Meals don’t sound like wholesome ingredients but have excellent digestibility with high amino acid absorption rates.
However, if you’re isolating proteins due to allergies or digestion issues, look for whole proteins, like chicken or turkey, instead of meals.
Take a look at the examples above. The first and primary ingredient in Purina One Chicken & Rice (red box) is chicken. Ground whole grain corn is the primary ingredient in Pedigree Adult Chicken, Rice & Vegetable, followed by meat and bone meal (yellow box).
Choose quality over quantity when considering proteins for dogs.
The quality of protein outweighs quantity. Proteins’ goal is to deliver amino acids. Difficult to digest low-quality proteins serve less purpose.
When feeding your dog too much protein, the body can’t properly digest it. Any excess protein is then stored as fat, causing weight gain in dogs.
The kidneys are responsible for removing excess protein as urine, with any remaining protein left to ferment in the stomach.
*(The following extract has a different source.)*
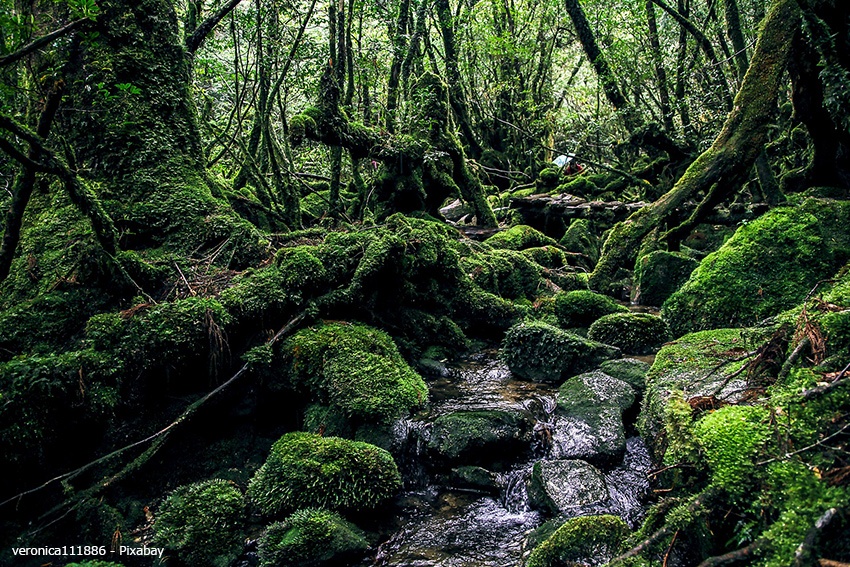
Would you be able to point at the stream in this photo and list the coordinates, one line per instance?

If your dog kills grass with yellow stains or their fecal matter smell is stronger, both are signs of excess protein in their diet.
Thankfully, the Food and Drug Administration (FDA) regulates food and snack manufacturers today for quality and safety. Meanwhile, the Association of American Feed Control Officials determines the standards for levels of nutrients in complete and balanced pet foods.
These regulations have created a marketplace for safer and more nutritious dog food. If you’re concerned about the levels of protein your dog requires in their food, consider visiting your veterinarian.
Veterinarians can spot signs of nutrient deficiency and prescribe dietary food, like hydrolyzed protein, to help with digestion.